Anyway, Zack was HIV-positive. His family didn't know that at the time. Indeed, they didn’t even know that Zack, who had moved out of state a month earlier, was back in town. He was that kind of kid: artistic, nature-loving, gay — and secretive. Zack kept a lot of things to himself. So the first they knew he had returned home was a week later, when his father found the 19-year-old in his childhood bedroom, dead of a self-inflicted gunshot wound.
“Some things,” Van Harrington told a reporter for the Daily Oklahoman, “you can never un-see.”
The story is told in “Broken Heart Land,” a documentary premiering this week on The World Channel. Or you can stream it online at bit.ly/BHLdoc. But be warned: Its lesson is not what you might think.
“I believe I have been always a conservative,” says Van Harrington, as you see him sit in his easy chair watching Fox. You think you know what that means, what it braces you to expect. But this conservative is also a grieving father who always accepted his gay son. “People make HIV a shameful thing,” he complains. “The people who are against gays, that’s how they rationalize part of their hatred.” Again, he is watching Fox as you hear him say this.

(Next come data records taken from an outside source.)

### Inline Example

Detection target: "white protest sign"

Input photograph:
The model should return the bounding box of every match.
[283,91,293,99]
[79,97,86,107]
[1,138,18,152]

Zack’s mother, Nancy, says she is a Republican and, again, you think you know what that cues you to expect. But, as she tells me in a telephone interview, “I am just very questioning. I’ve met so many wonderful people since Zack died who are Democrats and I see more clearly their view and there are so many society issues that they are so concerned about and this is definitely one of them. ... I look at the Republican candidates and say there have to be candidates out there who are for equality. And they need to know that they have the support of people like me.”
Since Zack died, she says, “I question everything. I question ... the Bible and who wrote it and why they wrote it and is this just a power and control issue. I have very strong faith. I believe in God absolutely. The route which I go through those beliefs has probably changed. So many people accept the Bible unquestioningly, and I don’t know that you can really do that.”
“Republican,” “Democrat,” “conservative,” “liberal,” “faith” — we build boxes out of words and climb inside. Our politics have taught us to be hard and fast, stark and clear, black and white and never gray on issues like this, like abortion, like guns. But real life is messier and more complicated than our politics pretends. Most people, most days, just grapple for answers they can live with. And it is in that struggle that change is forged.
This is what “Broken Heart Land” captures, movingly. The film ends with an HIV-awareness march through the town where Zack lived and died. His sister, Nikki, says she’s come to realize that, “Awareness is the most loving, caring thing you can do. I guess it’s like coming out for me. Maybe we all have to come out.”
Indeed, maybe there is no maybe about it.